Numa outra emissão radiofónica a que me acostumei aos sábados de manhã, «Encontros Imediatos» de João Gobern e Margarida Pinto Correia na Antena 1, ouvi Bagão Félix, ex-ministro das Finanças e da Segurança Social, falar sobre a importância de nomear os seres vivos. Segundo ele, «quantas mais pessoas puderem saber o nome da árvore que está em frente da sua casa, melhor seremos», no âmbito de uma ética não antropocêntrica pela qual propugna. Na voragem dos números da pandemia, parece-me também importante darmo-nos tempo, procurar e repetir o nome da senhora da cama 10, saber se faz jus ao número de goleadora, ou se gosta mais de jogar à defesa. No decurso do jogo que é a vida, percebemos que ora nos posicionamos mais à frente e ora mais atrás. Contudo, não podemos deixar de pensar nesses distribuidores de jogo que são os profissionais de saúde. Respeitar as regras e lavar as mãos não é só uma canção que se ouve na rádio, é sobretudo um manual de sobrevivência. É conhecido o pensamento de Levinas sobre o rosto, onde se vislumbra essa obrigação de solicitude para com o outro. A importância de vislumbrar o rosto do outro, numa época de rostos tapados, transvasa para o nome, a continuação do rosto. Espero ainda ver a senhora da cama 10 a voar como o Jardel sobre os centrais, como cantava o Rui Veloso com a bonita letra de Carlos Tê, e a marcar golos. Quando tudo isto acabar, teremos de arranjar maneira de celebrar aqueles que nos deixaram e que estivemos impossibilitados de acompanhar: haverá dúvidas que serão os artistas que nos ajudarão a fazê-lo? Eles cuidam de nós, mesmo quando os espaços culturais estão encerrados visto a cultura não ser considerada como um «bem de primeira necessidade». A nossa comunidade também tem de saber cuidar deles.
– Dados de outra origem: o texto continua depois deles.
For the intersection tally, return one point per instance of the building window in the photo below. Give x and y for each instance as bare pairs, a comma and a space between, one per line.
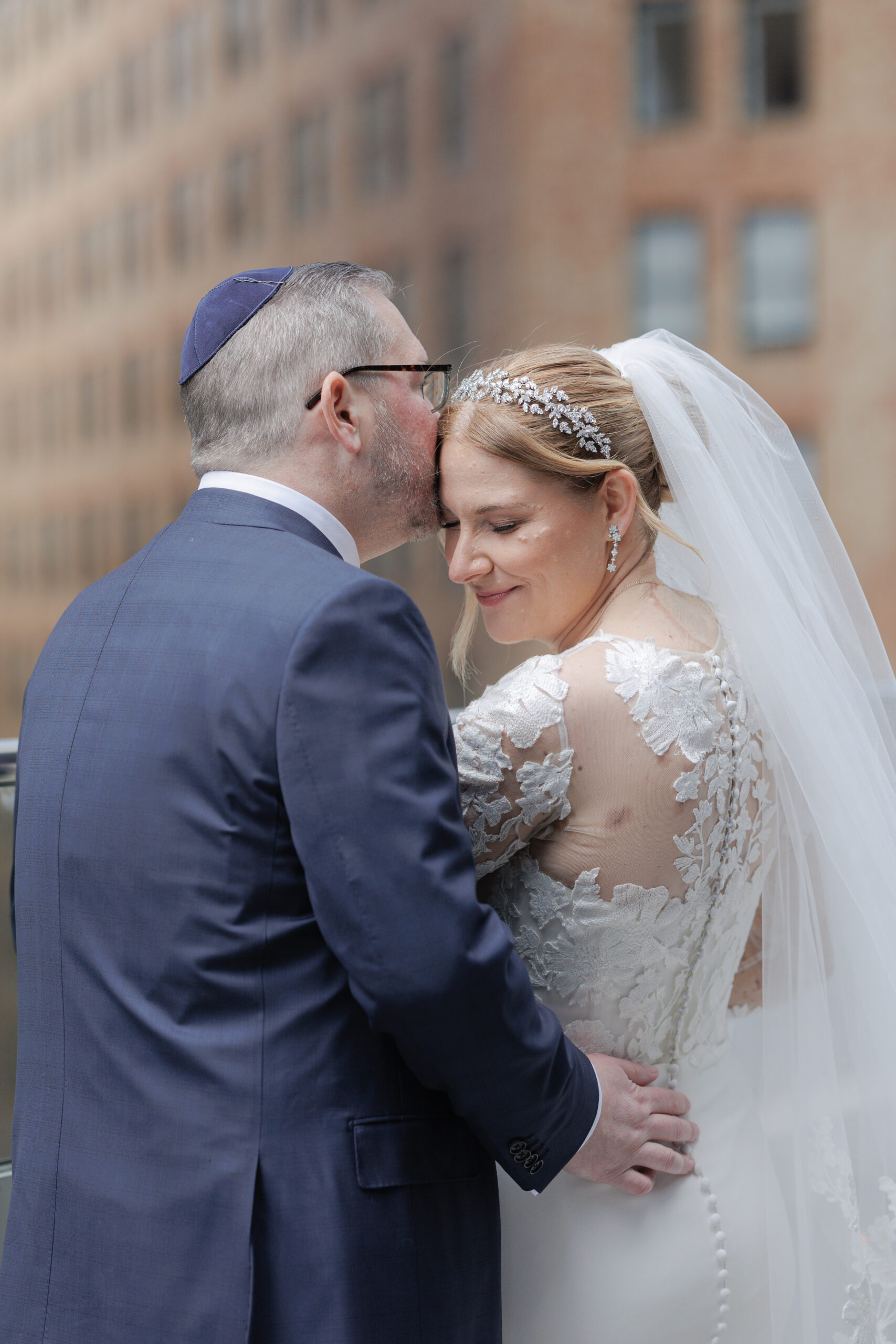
309, 166
305, 18
244, 195
49, 147
94, 550
457, 93
669, 276
89, 123
382, 143
136, 394
778, 279
186, 222
135, 90
49, 281
135, 244
666, 61
10, 170
90, 260
88, 413
457, 303
184, 62
775, 56
11, 428
242, 34
50, 417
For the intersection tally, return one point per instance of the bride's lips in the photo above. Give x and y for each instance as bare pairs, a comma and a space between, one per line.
493, 598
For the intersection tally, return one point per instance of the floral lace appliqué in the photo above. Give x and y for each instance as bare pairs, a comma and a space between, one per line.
617, 967
871, 1303
520, 707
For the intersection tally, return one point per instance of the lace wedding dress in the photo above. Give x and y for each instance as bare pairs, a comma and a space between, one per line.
621, 811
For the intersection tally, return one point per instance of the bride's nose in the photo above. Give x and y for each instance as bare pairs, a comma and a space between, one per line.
468, 562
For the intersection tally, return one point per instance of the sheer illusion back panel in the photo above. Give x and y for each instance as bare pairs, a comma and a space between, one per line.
620, 808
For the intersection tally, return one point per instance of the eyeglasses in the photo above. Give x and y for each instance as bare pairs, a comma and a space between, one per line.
437, 381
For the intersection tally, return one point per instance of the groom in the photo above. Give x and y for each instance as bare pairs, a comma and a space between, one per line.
270, 1045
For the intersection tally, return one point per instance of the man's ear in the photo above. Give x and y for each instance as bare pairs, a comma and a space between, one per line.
340, 407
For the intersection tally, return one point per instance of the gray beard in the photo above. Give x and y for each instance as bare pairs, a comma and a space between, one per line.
405, 481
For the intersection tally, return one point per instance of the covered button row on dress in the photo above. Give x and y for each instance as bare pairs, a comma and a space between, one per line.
722, 1254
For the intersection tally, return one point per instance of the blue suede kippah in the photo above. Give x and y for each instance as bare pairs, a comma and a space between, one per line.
224, 311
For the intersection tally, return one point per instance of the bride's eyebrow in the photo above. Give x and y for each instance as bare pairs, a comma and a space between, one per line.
489, 508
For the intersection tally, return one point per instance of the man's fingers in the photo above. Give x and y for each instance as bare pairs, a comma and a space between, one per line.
666, 1101
671, 1129
640, 1074
661, 1159
636, 1183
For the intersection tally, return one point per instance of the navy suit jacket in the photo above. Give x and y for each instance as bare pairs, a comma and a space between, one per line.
270, 1043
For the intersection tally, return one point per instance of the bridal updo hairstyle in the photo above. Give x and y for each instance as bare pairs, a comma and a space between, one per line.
507, 430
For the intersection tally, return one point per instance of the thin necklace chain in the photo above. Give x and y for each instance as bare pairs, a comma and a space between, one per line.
625, 589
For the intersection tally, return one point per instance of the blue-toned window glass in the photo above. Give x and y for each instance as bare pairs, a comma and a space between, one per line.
778, 279
669, 276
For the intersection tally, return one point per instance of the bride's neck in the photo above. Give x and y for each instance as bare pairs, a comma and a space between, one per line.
638, 572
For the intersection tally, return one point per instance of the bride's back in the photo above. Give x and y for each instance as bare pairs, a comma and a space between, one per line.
618, 805
641, 673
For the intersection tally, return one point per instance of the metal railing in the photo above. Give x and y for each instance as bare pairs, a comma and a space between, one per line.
8, 752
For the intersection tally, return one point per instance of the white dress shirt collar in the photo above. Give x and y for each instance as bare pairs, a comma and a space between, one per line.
277, 494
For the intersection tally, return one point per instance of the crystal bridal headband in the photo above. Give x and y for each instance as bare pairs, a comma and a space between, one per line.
554, 402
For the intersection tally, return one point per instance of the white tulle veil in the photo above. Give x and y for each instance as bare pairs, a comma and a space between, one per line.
792, 606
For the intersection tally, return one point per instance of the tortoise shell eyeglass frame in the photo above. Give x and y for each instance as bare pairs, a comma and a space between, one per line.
436, 387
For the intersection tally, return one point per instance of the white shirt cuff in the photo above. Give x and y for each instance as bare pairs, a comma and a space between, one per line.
598, 1116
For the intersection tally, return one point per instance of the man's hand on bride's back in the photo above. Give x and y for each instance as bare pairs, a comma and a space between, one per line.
637, 1124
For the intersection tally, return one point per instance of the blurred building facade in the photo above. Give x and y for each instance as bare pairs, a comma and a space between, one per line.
527, 170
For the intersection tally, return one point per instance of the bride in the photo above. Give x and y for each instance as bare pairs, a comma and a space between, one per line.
686, 810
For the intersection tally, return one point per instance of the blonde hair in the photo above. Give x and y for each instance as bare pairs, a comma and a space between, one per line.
507, 430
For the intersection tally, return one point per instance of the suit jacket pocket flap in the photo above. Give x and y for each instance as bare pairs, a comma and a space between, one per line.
416, 1151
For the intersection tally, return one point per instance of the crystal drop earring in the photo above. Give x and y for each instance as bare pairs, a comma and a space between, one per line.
616, 537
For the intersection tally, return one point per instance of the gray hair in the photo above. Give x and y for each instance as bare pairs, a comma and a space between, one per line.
245, 406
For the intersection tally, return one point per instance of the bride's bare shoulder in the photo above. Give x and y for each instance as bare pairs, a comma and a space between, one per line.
671, 618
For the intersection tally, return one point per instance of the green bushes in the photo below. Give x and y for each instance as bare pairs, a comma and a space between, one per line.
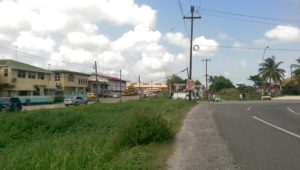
144, 129
125, 135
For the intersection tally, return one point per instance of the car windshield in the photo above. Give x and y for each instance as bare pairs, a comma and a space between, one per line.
3, 99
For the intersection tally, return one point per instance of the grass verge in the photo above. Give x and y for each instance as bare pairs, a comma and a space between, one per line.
87, 137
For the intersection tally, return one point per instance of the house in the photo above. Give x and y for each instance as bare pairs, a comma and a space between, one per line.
107, 85
20, 79
149, 86
73, 83
98, 85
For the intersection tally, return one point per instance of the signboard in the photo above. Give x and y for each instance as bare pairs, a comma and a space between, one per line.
190, 84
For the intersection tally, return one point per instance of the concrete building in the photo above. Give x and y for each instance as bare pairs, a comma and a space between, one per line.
107, 85
149, 86
20, 79
73, 83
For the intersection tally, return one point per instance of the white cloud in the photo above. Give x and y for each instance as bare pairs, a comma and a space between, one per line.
3, 37
73, 55
243, 63
137, 39
177, 39
69, 31
111, 60
261, 42
238, 44
89, 42
284, 33
208, 47
225, 37
13, 16
28, 40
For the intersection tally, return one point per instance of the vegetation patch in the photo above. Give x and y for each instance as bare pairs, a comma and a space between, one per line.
125, 135
144, 129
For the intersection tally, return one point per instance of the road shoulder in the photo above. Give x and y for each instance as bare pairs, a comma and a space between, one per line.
199, 145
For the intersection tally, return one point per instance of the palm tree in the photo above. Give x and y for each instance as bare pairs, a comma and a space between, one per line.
269, 70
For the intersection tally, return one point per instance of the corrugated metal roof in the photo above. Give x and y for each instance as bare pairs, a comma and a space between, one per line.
67, 71
21, 66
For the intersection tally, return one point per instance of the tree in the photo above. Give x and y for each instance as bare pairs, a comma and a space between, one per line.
269, 71
296, 73
219, 82
174, 79
197, 82
256, 80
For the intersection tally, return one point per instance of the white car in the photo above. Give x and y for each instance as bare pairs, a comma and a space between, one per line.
75, 100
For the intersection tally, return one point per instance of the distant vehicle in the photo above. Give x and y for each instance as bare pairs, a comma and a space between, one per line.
91, 96
115, 95
75, 100
10, 104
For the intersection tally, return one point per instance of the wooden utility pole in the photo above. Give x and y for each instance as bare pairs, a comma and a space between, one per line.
120, 85
140, 87
206, 75
191, 44
97, 84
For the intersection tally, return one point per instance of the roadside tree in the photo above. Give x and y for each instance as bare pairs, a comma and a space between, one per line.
269, 71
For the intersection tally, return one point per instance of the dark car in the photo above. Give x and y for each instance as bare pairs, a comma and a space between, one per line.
75, 100
10, 104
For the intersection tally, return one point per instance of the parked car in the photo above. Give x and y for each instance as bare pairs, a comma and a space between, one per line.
75, 100
91, 96
10, 104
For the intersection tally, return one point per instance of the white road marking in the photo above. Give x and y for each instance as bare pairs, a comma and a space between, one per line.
248, 109
277, 127
293, 111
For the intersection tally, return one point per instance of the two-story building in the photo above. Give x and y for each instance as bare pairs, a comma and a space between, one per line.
148, 86
106, 85
73, 83
20, 79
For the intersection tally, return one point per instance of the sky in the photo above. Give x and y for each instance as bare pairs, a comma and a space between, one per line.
151, 38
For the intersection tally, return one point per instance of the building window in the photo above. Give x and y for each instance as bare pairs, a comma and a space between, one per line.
41, 76
21, 73
31, 75
5, 72
57, 76
71, 78
82, 81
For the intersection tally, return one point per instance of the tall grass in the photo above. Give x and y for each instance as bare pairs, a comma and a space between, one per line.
85, 137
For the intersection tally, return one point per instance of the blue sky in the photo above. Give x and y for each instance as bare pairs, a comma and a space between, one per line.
242, 30
136, 36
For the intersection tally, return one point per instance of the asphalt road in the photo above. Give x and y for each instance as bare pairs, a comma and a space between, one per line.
261, 135
59, 105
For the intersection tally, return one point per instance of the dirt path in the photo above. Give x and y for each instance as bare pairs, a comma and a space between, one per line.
199, 145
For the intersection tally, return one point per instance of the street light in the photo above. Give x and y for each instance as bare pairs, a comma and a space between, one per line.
263, 60
265, 53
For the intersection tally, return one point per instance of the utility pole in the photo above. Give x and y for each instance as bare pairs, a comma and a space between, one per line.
97, 84
191, 44
16, 53
206, 75
140, 87
120, 85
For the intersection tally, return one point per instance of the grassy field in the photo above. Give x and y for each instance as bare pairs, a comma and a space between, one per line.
233, 95
86, 137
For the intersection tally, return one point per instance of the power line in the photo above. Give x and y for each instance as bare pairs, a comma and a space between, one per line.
250, 16
181, 11
238, 19
249, 48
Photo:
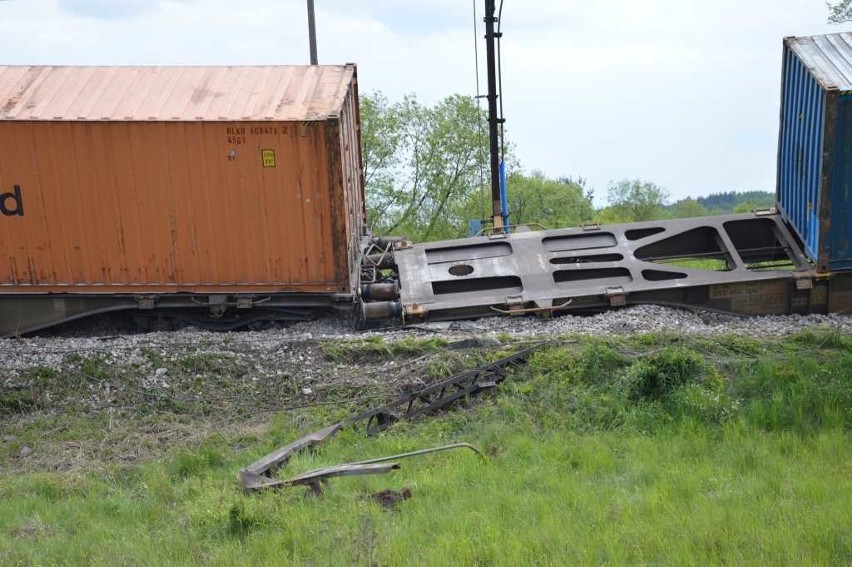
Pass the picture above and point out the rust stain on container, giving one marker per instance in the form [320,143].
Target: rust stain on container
[179,179]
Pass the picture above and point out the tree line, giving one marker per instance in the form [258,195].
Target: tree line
[426,177]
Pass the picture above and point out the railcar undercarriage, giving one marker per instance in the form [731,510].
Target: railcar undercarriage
[748,264]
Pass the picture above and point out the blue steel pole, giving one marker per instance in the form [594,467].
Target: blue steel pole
[504,198]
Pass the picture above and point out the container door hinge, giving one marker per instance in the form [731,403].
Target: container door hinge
[616,296]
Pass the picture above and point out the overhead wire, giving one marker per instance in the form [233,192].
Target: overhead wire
[500,81]
[478,115]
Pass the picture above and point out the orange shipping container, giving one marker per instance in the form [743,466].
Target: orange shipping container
[179,179]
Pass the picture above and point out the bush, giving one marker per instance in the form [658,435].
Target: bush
[658,376]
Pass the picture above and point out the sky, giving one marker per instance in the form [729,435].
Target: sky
[681,93]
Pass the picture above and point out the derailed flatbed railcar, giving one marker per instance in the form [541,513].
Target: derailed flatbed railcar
[223,194]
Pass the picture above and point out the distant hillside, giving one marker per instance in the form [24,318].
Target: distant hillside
[728,202]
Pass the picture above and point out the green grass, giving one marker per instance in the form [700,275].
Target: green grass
[650,450]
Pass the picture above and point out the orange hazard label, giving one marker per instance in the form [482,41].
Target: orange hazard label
[268,158]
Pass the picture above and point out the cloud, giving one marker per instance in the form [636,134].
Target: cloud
[684,94]
[108,10]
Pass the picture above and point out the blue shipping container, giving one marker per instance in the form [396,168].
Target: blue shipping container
[815,146]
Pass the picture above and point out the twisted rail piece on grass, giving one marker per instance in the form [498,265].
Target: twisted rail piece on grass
[430,399]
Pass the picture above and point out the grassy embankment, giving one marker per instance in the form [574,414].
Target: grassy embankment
[653,449]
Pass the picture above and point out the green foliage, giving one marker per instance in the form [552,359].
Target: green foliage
[635,200]
[739,454]
[658,376]
[688,208]
[551,203]
[839,12]
[422,164]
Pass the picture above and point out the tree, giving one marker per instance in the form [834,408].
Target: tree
[553,203]
[635,200]
[422,165]
[839,12]
[688,208]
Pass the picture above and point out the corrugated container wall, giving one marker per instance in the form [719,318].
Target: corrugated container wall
[198,179]
[815,146]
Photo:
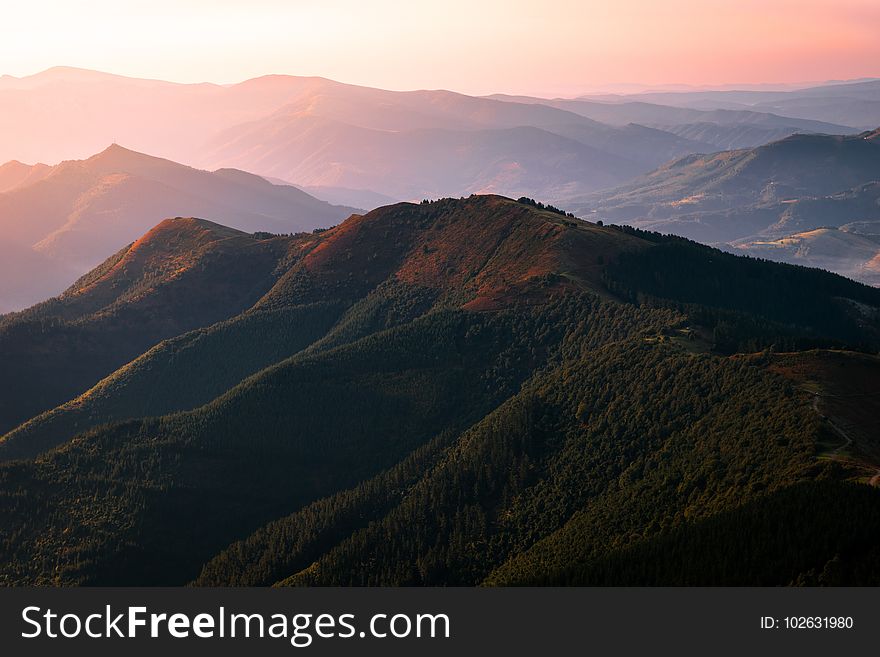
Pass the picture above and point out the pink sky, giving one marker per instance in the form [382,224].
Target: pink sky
[476,46]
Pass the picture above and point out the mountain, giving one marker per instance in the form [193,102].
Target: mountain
[462,391]
[851,103]
[706,130]
[422,163]
[318,133]
[795,184]
[851,254]
[77,212]
[15,174]
[183,274]
[653,114]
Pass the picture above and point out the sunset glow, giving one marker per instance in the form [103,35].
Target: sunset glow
[559,47]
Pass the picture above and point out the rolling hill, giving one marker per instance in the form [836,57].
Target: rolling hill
[461,391]
[851,254]
[800,183]
[315,132]
[74,214]
[181,275]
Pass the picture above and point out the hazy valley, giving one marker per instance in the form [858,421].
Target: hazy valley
[251,364]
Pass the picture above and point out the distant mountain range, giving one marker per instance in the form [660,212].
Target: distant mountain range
[320,134]
[59,222]
[854,103]
[768,201]
[455,392]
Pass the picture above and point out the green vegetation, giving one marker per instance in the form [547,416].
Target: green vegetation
[460,392]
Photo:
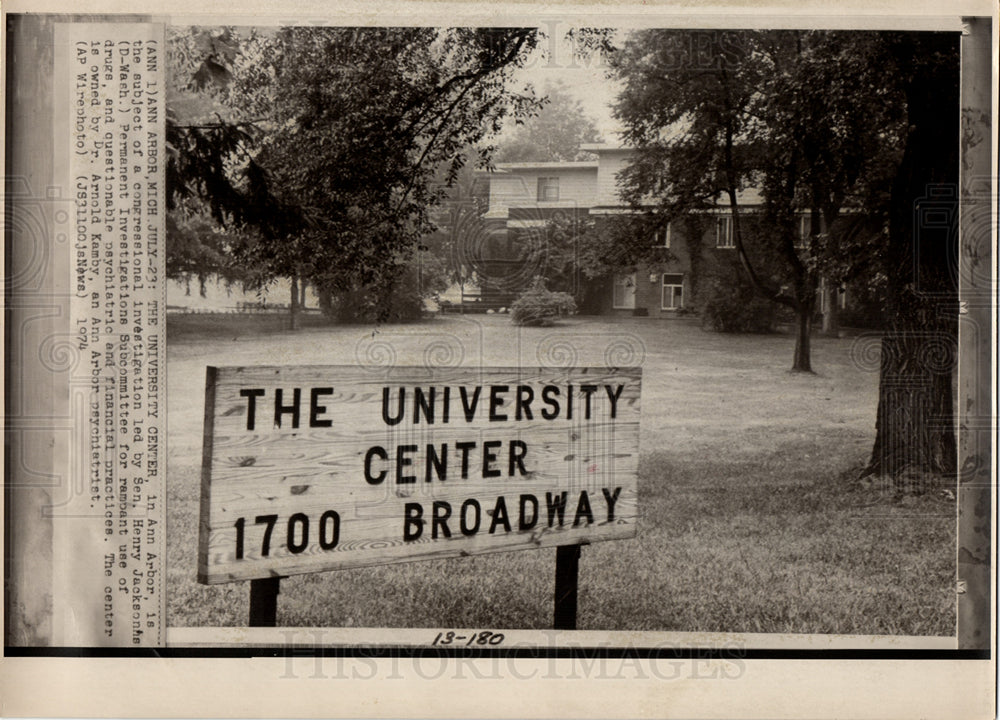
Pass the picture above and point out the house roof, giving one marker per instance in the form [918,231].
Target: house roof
[567,165]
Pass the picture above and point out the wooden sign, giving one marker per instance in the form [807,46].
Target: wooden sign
[309,469]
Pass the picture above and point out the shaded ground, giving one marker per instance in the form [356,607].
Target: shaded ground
[750,522]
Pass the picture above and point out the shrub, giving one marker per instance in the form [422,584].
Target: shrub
[735,307]
[539,306]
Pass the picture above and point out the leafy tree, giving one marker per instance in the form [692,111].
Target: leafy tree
[795,114]
[335,137]
[825,121]
[555,134]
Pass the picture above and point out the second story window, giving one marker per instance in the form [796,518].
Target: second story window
[661,238]
[548,189]
[724,232]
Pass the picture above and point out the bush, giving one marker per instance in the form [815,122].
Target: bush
[540,307]
[735,307]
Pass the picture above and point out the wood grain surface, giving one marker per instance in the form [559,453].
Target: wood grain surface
[279,499]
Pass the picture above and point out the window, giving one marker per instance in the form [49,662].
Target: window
[673,291]
[548,189]
[661,238]
[624,292]
[724,232]
[805,231]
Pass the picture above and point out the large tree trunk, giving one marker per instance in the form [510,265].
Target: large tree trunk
[915,423]
[831,321]
[914,433]
[293,306]
[803,330]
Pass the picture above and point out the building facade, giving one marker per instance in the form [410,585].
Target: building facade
[526,198]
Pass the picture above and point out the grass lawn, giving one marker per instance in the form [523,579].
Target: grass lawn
[750,520]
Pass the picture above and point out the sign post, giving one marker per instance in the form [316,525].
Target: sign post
[312,469]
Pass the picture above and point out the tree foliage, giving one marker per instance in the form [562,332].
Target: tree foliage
[858,129]
[799,116]
[335,136]
[555,134]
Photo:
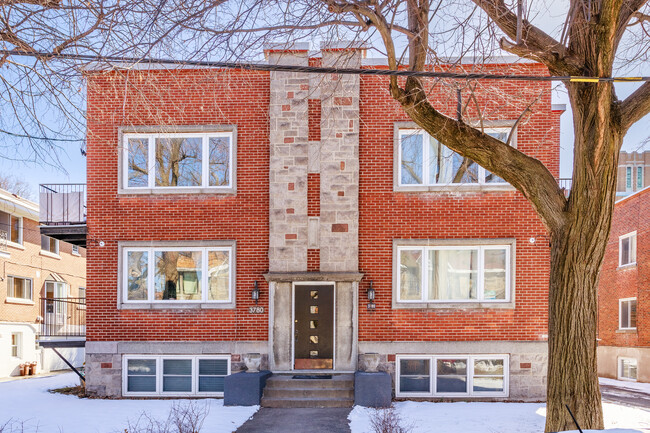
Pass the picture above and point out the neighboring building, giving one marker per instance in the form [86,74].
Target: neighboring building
[205,185]
[624,292]
[34,267]
[633,172]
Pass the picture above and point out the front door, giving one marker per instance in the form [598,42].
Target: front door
[314,327]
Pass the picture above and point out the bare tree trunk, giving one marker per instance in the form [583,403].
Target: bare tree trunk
[577,251]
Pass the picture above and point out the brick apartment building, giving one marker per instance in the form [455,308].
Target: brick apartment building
[208,188]
[34,267]
[633,172]
[623,293]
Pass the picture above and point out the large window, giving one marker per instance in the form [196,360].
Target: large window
[13,226]
[49,244]
[627,369]
[627,249]
[198,160]
[174,375]
[452,375]
[19,288]
[424,161]
[627,313]
[453,273]
[178,274]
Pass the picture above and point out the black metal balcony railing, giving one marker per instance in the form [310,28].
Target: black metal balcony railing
[62,204]
[63,317]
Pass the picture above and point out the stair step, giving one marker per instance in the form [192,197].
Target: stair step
[307,402]
[309,392]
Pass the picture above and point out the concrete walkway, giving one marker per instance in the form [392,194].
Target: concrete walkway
[298,420]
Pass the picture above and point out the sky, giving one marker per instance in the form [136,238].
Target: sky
[549,18]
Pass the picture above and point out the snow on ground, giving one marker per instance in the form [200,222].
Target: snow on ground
[463,417]
[29,401]
[633,386]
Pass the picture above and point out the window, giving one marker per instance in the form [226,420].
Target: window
[179,160]
[452,375]
[424,161]
[627,313]
[627,249]
[19,288]
[178,274]
[175,375]
[628,178]
[453,273]
[49,244]
[13,225]
[16,340]
[627,369]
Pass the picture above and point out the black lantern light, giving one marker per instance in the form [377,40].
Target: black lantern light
[255,294]
[371,297]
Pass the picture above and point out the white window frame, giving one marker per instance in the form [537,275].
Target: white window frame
[159,375]
[150,274]
[632,244]
[426,138]
[480,283]
[433,371]
[17,346]
[620,368]
[621,303]
[151,163]
[11,289]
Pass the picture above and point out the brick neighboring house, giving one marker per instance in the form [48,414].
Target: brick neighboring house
[624,292]
[33,267]
[319,192]
[633,172]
Estamos em fase de campanha - e até de votação - eleitoral. Espero que a República Portuguesa saiba, num futuro próximo, dar uma resposta cabal ao exercício do direito de voto, em Portugal e no estrangeiro, bem como, em conjunto com a Região Autónoma da Madeira, dar uma resposta aos emigrantes madeirenses, que estão coibidos de votar para a Assembleia Legislativa Regional. Deixo aqui um repto: cumpram, os que possam, o vosso dever cívico, mas não votem no eucalipto: pode dar a ilusão de um ganho rápido, mas empobrece tudo à sua volta e deixa marca no ecossistema.